For Rodriguez and Yankees, It’s All but Over

New York Times

“We have put it in writing and sent it to the Yankees,” Rodriguez’s agent, Scott Boras, said in a telephone interview.

That quote makes it seem that A-Rod’s departure from the Yankees is inevitable, and there is certainly no rush in NY today to get the lukewarm superstar to reconsider, but unless I misunderstand the Yankees and A-Rod have 10 days to figure things out. And, maybe, that letter lets Boras talk to other teams while also talking to the Yankees without forcing the Yankees to renounce the $20M the Rangers would owe them if A-Rod stayed under contract.

I haven’t see the mechanics of this addressed so far, but the “All but Over” construction in the hed seems to support this. Boras is a master of finding leverage and his problem here is that unless the Red Sox jump in right away it’s hard to generate much leverage to get the Yankees to bump up their offer.

On the other hand, the booming baseball economy could lead to a perennial also ran making an offer the maritally challenged A-Rod (Selena Roberts suggests elsewhere in today’s Times that Cynthia Rodriguez is behind the whole thing) can’t turn down.

I think the Texas money in the Yankees’ pocket makes it highly unlikely that A-Rod is going to find a good reason to go elsewhere, but the economics in the game are so crazy maybe he will. It certainly didn’t seem possible when the Rangers paid to dump him, did it?

Wahoo …

Joe Posnanski

Passionate and authoritative piece about the Indians’ team name and logo. I don’t think about banning the team name, but whenever I see the logo I marvel that they still use it. Posnanski makes it clear why they shouldn’t, and gives a nice colorful history lesson in the process.

Appeals court sides with fantasy baseball company

ESPN

CDM went to the mat after MLBAM jacked up licensing prices (after buying out the Players Association’s rights) for fantasy content. This federal appeals court unanimously agreed that the players’ names and associated stats are news information and can be used by fantasy gamers without a license. It seems like an obvious conclusion, but you never know.

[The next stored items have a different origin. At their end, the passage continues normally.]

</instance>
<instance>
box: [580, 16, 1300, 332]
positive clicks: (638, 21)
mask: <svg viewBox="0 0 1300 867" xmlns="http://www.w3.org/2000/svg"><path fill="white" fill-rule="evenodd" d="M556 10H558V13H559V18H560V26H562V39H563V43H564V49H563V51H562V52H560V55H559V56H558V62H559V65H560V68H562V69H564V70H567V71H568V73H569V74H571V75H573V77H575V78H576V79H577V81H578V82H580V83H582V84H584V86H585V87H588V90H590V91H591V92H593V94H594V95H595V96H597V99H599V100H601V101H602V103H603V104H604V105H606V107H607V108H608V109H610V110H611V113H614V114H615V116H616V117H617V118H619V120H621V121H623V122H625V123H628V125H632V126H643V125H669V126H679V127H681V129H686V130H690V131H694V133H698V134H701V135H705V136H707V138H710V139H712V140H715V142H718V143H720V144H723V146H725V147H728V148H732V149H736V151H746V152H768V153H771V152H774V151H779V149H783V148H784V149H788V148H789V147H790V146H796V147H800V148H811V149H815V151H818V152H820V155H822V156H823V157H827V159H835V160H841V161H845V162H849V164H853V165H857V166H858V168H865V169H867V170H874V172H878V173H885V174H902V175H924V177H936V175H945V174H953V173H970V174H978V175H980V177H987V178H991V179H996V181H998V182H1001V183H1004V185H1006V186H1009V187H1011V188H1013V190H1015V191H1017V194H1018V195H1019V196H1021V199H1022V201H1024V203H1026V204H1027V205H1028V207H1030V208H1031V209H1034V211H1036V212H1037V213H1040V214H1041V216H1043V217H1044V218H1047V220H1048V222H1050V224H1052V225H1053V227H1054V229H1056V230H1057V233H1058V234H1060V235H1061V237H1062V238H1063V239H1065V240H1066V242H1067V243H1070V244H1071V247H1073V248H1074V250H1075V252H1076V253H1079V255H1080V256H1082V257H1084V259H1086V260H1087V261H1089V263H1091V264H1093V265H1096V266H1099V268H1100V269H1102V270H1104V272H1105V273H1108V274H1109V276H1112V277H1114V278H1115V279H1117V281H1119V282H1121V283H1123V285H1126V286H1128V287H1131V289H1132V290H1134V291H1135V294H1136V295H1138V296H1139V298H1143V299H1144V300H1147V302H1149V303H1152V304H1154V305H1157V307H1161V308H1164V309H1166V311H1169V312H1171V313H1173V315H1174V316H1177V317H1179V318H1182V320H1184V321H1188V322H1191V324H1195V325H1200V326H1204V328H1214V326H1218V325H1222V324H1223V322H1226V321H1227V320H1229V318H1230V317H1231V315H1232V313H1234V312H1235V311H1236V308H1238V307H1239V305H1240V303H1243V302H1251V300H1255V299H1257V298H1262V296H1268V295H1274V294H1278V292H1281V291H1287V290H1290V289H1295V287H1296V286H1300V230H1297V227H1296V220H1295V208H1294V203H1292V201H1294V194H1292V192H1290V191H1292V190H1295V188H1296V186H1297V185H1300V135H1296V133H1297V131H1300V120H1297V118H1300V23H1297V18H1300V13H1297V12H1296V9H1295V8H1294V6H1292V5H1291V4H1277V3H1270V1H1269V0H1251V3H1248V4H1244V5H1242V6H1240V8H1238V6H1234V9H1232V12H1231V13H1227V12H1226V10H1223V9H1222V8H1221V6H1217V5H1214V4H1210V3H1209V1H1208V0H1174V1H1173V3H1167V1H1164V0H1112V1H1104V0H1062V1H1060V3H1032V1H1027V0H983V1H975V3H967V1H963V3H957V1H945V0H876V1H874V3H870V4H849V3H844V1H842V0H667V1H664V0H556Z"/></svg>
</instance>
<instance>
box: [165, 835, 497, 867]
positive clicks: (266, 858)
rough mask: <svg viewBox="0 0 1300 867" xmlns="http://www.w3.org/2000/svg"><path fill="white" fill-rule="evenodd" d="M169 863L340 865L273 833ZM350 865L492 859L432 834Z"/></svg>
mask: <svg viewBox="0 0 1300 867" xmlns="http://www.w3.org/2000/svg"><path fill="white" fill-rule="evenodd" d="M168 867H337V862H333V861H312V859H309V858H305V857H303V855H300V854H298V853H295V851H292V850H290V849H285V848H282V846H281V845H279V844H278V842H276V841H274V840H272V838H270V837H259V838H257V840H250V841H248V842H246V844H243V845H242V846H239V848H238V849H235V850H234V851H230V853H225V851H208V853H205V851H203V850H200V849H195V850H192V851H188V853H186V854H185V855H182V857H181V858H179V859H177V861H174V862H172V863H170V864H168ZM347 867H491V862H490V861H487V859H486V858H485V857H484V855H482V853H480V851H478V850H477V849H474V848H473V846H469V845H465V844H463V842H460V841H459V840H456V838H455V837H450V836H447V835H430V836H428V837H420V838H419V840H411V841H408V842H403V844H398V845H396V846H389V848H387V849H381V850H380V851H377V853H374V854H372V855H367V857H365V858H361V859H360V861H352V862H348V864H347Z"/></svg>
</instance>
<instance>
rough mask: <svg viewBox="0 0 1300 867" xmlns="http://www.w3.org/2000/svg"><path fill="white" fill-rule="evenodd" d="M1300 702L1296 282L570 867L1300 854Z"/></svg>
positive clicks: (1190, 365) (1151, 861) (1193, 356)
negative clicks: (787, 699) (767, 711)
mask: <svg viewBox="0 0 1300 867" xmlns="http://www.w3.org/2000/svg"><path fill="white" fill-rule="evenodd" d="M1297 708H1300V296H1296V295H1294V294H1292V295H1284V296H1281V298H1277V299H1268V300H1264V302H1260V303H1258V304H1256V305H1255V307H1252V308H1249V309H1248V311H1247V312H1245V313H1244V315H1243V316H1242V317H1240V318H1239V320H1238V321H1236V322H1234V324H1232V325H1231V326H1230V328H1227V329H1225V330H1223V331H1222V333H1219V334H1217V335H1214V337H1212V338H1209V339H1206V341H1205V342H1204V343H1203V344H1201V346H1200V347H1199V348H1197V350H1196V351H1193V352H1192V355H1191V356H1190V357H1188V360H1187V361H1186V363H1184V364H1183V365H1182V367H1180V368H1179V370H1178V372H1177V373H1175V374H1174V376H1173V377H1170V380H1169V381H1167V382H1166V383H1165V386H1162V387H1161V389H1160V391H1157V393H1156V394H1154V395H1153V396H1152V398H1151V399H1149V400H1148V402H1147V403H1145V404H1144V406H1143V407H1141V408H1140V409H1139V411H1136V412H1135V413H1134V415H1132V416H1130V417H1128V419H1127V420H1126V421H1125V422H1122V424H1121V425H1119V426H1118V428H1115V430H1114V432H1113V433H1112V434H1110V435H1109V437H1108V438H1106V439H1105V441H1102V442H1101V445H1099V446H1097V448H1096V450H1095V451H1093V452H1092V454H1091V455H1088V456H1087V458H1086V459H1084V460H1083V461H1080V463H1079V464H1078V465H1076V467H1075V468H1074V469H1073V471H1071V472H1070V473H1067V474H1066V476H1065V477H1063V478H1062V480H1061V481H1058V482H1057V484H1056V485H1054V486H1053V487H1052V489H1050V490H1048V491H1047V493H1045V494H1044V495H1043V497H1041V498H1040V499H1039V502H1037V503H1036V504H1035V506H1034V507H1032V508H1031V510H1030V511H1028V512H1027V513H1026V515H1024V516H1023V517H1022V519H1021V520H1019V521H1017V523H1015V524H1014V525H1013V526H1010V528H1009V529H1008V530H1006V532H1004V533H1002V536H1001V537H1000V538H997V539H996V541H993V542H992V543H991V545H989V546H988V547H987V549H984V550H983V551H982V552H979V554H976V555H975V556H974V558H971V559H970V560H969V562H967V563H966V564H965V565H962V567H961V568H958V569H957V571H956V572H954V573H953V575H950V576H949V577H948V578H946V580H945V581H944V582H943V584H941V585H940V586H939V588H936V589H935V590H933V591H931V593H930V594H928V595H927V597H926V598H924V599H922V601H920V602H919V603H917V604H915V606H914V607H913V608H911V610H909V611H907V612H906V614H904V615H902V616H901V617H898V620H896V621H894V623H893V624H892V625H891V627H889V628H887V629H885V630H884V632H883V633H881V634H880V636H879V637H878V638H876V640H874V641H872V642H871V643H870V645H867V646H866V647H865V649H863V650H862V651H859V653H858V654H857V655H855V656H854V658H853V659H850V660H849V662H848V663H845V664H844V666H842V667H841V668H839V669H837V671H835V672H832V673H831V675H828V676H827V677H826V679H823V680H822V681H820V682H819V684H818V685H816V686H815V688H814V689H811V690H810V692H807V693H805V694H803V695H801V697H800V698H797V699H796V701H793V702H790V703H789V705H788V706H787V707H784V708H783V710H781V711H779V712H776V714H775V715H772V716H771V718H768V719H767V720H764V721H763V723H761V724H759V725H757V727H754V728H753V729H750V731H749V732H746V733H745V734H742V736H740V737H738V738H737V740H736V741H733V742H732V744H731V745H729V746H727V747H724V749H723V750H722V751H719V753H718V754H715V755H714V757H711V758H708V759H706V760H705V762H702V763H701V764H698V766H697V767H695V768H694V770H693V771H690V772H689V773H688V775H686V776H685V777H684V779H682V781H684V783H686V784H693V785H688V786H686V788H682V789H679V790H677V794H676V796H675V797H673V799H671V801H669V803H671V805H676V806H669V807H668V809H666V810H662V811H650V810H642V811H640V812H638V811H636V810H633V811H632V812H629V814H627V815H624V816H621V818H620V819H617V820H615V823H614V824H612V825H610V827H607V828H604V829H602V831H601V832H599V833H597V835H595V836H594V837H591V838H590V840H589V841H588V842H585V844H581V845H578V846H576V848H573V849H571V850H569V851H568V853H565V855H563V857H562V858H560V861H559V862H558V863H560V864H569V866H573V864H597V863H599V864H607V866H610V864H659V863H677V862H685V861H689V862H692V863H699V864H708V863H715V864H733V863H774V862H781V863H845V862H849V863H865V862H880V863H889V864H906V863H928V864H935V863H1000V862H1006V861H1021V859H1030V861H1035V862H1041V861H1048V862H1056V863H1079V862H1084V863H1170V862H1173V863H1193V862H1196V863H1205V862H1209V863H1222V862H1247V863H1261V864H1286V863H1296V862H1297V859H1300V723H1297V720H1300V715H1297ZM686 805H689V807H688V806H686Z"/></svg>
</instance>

The ruling should free innovators and entrepeneurs to get back into the game, though how stifling the consolidation of the last few years was remains to be seen. This is good news for everyone, including MLBAM (though they don’t know it yet).

Heed the 1-1

Baseball Prospectus | Unfiltered

I link here to mock, though I don’t know (and this post doesn’t help me) how meaningful it is to get a better or worse count at 1-1. It sure seems like it helped the Red Sox against the Angels to go 2-1 (vs 1-2), but we’re talking skimpy samples.  Even if this is an amazing discovery, this post does not satisfy. And I suspect it isn’t really an amazing discovery at all.

Young Hitters

Baseball Musings

David Pinto puts together a chart showing the average age for each team’s offense in 2007 based on plate appearances. Interesting to note the Diamondbacks’ youth, since they didn’t exactly overwhelm anyone this year, but even more interesting to see a difference of more than five years from top to bottom. I would have guessed it would have been less, aside from obvious outliers like the Giants.

It would be interesting to see these numbers calculated for a run of years and then compared to a team’s success over those years. Do teams get better as they get older and then crash? Do young teams inevitably get better? Are successful teams getting younger, as this year’s data seem to suggest? Just wondering.

Searching For Answers About the Mets’ Collapse Brings No Relief by Allen Barra

village voice

Barra has the numbers to demonstrate that the Mets’ problem was the bullpen, which everyone knew, and by how much, which everyone felt. But what he also has is a memory of how the Yankees finished the 2000 season, their last World Series championship. It was a far bigger collapse, only it ended up not hurting for reasons that had nothing to do with the Yankees.